Closing the Loop with Open SWE

Once the triage agent green-lights an investigation, Open SWE takes over, works through the bug, and opens a PR. I get notified when it's ready for review, so the entire flow from error detection to proposed fix happens without any manual intervention.

So far, it's been most useful for catching bugs that don't crash loudly: silent failures that return wrong defaults, configuration mismatches between code and deployment, and cascading regressions where fixing one bug unmasks the next on the subsequent deploy.

Future Improvements

Wider Look back Window

The triage agent currently looks at the difference between the current and previous version. Bugs introduced in earlier versions that only surface later won't get auto-attributed. Widening the look back is an obvious fix, but the more diffs you feed into the triage agent, the noisier the signal gets and the harder it is to pinpoint a causal link. I haven't landed on the right balance yet.

Smarter Error Grouping

The current approach uses fuzzy matching by sanitizing IDs and timestamps from error messages. It took some time to get right, and there are probably still cases where related errors don't get grouped together due to limitations in the sanitization logic.

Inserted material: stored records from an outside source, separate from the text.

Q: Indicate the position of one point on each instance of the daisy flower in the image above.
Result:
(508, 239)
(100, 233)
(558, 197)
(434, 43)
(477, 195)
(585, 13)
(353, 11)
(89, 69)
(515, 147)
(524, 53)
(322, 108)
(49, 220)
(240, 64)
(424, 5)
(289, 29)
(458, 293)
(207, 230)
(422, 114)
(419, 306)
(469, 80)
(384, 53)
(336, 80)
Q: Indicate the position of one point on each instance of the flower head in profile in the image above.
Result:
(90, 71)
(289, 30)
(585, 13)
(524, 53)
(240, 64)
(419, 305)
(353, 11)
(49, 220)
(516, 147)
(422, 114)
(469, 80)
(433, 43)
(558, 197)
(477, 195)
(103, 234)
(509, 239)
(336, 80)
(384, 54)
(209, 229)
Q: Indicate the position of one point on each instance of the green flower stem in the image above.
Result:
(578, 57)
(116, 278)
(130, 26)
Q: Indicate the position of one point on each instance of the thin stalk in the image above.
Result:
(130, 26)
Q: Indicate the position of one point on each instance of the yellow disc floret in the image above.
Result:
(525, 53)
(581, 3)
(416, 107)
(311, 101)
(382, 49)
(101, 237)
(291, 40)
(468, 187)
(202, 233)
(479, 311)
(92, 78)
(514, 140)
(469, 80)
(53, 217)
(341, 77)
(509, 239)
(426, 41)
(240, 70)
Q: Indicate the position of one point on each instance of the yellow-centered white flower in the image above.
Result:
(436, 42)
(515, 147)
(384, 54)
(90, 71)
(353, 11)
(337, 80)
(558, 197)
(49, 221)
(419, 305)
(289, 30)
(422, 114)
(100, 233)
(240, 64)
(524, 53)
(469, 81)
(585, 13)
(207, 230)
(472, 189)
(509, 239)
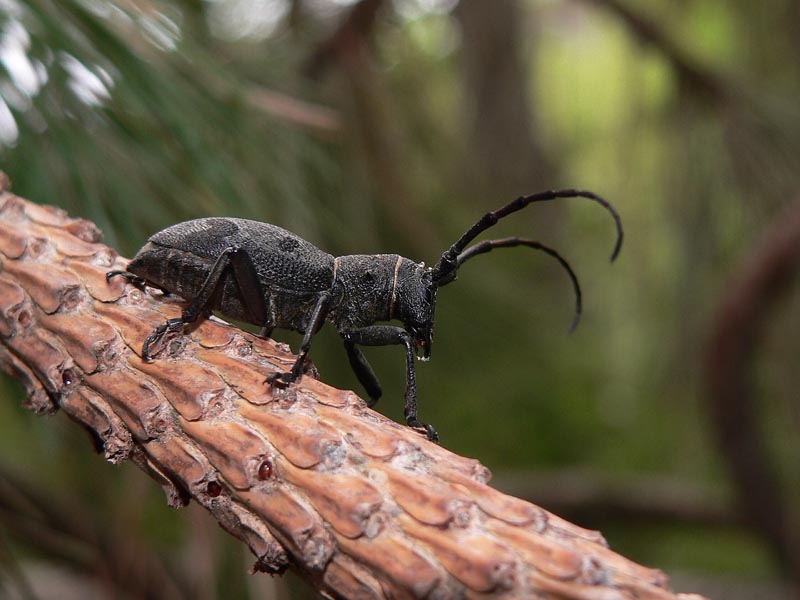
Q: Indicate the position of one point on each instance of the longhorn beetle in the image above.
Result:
(264, 275)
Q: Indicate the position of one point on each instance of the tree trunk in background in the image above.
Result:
(503, 151)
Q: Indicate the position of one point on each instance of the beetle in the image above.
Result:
(265, 275)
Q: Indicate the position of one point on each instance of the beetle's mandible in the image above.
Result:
(262, 274)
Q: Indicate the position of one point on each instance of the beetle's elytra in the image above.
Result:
(262, 274)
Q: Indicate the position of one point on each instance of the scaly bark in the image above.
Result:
(307, 477)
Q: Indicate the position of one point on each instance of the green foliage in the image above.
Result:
(140, 114)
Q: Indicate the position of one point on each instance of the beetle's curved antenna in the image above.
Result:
(510, 242)
(445, 270)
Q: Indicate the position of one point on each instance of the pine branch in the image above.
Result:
(307, 477)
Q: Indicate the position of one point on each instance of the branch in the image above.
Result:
(308, 477)
(740, 318)
(702, 80)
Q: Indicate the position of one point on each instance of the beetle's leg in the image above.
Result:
(363, 370)
(385, 335)
(314, 323)
(247, 280)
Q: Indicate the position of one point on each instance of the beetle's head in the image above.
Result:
(415, 303)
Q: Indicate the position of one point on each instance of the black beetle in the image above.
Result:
(262, 274)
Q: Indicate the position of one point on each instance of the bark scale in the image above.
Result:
(308, 477)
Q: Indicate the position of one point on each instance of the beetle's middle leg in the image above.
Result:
(363, 370)
(385, 335)
(317, 317)
(232, 259)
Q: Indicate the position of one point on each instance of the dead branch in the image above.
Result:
(735, 333)
(703, 81)
(308, 477)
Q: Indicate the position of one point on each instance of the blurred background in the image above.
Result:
(669, 419)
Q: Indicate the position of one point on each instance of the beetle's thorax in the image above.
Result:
(374, 287)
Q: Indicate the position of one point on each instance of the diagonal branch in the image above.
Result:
(308, 477)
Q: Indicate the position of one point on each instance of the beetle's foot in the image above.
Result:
(427, 428)
(281, 379)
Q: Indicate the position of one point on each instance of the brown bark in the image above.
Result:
(307, 477)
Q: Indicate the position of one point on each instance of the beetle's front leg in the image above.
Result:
(314, 323)
(385, 335)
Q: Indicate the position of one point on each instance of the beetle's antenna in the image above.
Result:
(489, 245)
(445, 269)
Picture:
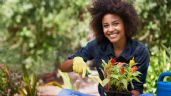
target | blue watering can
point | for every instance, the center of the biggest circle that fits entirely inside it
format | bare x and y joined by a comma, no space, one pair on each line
163,88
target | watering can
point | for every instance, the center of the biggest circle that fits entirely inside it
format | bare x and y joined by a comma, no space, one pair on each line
163,88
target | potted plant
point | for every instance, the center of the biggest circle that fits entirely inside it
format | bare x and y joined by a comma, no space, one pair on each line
118,76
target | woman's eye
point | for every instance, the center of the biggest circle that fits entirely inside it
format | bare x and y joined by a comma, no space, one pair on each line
115,24
105,26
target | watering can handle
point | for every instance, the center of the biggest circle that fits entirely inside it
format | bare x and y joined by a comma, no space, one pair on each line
162,75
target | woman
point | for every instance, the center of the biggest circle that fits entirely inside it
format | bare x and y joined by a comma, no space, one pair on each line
114,23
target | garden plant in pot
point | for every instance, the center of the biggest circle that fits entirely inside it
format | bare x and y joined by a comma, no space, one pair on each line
119,76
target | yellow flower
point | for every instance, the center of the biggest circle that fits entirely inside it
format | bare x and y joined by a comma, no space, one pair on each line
131,62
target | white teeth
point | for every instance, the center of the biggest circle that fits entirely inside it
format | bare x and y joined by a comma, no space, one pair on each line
113,35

One idea I've been considering is embedding error messages into a vector space and clustering them, rather than relying on regex normalization. Errors that mean the same thing would naturally land near each other regardless of surface-level differences, and I could detect regressions by monitoring for new clusters forming or existing clusters growing after a deploy. The challenge is tuning distance thresholds for what constitutes a meaningful cluster shift versus normal variance.

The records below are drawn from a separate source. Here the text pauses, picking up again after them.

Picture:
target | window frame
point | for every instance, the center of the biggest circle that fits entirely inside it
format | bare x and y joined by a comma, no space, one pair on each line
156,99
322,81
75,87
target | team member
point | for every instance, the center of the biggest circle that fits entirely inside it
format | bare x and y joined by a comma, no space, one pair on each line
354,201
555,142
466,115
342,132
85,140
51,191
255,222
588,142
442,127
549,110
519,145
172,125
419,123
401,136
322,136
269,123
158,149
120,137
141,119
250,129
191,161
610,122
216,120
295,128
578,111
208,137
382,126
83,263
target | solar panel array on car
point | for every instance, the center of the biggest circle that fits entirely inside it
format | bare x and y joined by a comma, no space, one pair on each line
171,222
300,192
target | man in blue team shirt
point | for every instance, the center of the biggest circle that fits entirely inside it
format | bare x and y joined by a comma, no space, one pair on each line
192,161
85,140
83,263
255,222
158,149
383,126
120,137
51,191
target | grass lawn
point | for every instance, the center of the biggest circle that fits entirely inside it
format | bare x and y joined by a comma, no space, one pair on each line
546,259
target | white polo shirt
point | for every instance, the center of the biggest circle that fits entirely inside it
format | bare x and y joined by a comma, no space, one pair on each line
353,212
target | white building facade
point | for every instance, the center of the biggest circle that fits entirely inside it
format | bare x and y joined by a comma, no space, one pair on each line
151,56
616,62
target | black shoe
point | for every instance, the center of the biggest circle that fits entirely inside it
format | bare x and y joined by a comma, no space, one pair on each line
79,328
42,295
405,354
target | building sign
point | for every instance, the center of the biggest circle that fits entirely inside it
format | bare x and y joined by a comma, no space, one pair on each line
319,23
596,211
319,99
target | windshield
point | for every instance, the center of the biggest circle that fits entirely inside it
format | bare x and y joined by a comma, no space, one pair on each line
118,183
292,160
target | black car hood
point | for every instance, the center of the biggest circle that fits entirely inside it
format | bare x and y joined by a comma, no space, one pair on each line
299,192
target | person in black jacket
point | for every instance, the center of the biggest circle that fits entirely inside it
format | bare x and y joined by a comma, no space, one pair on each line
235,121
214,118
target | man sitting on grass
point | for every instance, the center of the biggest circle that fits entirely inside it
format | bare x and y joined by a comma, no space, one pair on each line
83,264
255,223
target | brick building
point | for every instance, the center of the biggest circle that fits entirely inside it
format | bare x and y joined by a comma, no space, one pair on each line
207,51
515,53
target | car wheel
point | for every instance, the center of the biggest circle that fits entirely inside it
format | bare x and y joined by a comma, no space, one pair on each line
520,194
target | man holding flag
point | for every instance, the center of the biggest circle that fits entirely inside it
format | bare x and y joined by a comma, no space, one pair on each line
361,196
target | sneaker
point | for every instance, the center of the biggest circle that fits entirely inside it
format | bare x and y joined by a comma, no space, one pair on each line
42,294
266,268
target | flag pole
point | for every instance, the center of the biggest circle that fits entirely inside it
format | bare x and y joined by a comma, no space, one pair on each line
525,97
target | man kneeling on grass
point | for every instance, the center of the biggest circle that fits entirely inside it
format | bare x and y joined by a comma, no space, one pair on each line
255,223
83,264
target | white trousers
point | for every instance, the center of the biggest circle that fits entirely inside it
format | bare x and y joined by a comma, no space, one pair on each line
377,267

Another option is using a smaller model (likely open source) to classify and group errors, then pass those structured clusters directly to Open SWE as part of the investigation prompt, giving it a much richer picture of what's failing and how the full error looks.

All of these approaches improve grouping after errors happen. Ramp took an interesting approach that works the other way around, defining what to watch for before errors happen. To make their Sheets product self-maintaining, on every PR merge an LLM reads the diff and generates monitors tailored to the changed code, each with explicit thresholds for error rate spikes, latency regressions, etc. When a monitor fires, a webhook delivers the alert context directly to an agent for triage. Defining a targeted monitor upfront produces a much clearer signal, making it easier for a downstream agent to diagnose the issue.

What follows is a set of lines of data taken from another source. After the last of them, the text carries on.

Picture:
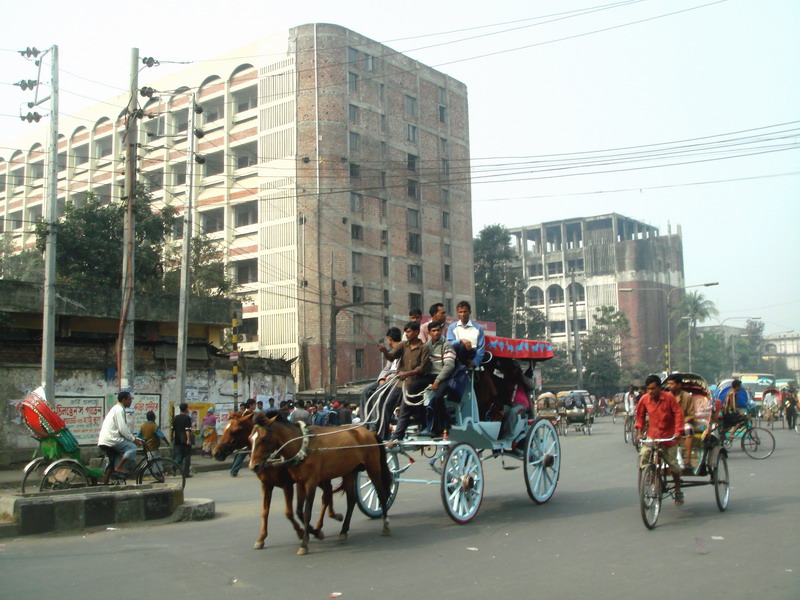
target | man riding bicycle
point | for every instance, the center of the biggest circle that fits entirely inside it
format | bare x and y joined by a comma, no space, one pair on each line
665,421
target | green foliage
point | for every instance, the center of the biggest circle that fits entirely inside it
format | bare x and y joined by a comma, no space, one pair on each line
496,279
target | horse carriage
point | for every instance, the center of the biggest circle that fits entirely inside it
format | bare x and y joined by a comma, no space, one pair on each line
57,463
471,439
706,464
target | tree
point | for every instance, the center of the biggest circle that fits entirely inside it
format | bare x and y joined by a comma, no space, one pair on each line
497,279
601,351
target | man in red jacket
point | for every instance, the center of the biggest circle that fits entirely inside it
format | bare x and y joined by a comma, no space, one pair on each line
665,420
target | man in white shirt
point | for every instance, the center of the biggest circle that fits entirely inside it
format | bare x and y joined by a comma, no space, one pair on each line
116,434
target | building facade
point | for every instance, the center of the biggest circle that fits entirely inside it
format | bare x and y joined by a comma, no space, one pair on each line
575,266
334,172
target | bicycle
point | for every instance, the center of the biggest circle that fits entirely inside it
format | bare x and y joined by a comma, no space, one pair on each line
756,442
653,483
69,473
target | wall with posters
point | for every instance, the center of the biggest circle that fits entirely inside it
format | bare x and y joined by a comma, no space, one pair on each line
84,396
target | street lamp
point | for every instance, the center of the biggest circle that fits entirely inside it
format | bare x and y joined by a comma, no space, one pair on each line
668,294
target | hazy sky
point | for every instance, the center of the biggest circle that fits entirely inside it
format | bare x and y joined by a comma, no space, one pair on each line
577,108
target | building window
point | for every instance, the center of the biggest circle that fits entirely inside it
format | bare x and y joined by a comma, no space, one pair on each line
246,213
354,139
414,274
215,164
413,188
213,220
357,261
414,301
247,271
246,155
411,106
415,243
245,99
413,218
355,202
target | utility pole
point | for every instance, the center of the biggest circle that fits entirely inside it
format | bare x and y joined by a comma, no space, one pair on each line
50,218
125,341
188,227
576,333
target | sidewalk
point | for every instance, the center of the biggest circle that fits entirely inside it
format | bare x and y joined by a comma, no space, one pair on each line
12,479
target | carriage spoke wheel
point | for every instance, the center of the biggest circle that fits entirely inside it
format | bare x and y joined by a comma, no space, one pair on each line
64,474
34,471
758,443
462,483
542,461
161,470
366,494
720,478
650,495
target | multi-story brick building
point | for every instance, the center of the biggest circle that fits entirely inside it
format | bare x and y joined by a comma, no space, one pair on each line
615,261
330,160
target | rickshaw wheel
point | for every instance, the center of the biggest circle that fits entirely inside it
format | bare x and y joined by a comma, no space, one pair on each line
462,483
720,478
366,495
64,474
650,495
758,443
34,471
542,461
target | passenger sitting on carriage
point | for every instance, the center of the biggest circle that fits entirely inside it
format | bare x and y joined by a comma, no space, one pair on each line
685,401
412,375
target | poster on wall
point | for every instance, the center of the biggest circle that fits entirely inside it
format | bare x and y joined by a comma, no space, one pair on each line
83,415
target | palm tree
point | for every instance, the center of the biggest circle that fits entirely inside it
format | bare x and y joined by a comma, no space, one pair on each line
695,308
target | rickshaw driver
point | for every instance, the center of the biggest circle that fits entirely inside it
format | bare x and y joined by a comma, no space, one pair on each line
665,421
116,434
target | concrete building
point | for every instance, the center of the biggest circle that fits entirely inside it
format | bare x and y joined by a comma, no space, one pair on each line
335,170
615,261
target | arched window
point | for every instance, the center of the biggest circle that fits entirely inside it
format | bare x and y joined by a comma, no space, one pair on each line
555,294
535,297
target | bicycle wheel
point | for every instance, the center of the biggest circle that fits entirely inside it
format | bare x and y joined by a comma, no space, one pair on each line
34,471
64,474
758,443
721,481
650,495
161,470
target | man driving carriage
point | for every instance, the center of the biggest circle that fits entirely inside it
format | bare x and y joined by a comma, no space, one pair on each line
115,434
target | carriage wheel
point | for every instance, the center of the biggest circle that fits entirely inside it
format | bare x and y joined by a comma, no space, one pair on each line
161,470
462,483
542,461
650,495
64,474
33,474
721,481
366,495
758,443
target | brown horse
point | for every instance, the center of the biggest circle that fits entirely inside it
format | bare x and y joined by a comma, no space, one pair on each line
315,454
236,435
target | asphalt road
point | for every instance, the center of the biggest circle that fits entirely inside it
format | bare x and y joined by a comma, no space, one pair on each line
587,542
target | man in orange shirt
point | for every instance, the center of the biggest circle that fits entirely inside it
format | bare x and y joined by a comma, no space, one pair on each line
665,420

Fix-Forward vs Looking Back

Right now the system always fixes forward, Open SWE works on a PR while the broken deployment stays live. A smarter approach would be deciding between the two based on severity, error rate, and triage confidence. A high-severity spike with a low-confidence causal chain might warrant an immediate rollback, while a well-attributed bug with a clear fix path is better handled by pushing a patch forward.

The Loop as Default

The pattern is simple: deploy, monitor, triage, and fix—automatically in a loop. I built this for a single agent deployment, but it generalizes to any service that deploys code. Every deployment has the same problem. Something breaks, someone has to notice, someone has to fix it. The more of that loop you automate, the more engineering time shifts from reacting to building. Systems get more resilient because the feedback loop between breaking and fixing approaches zero.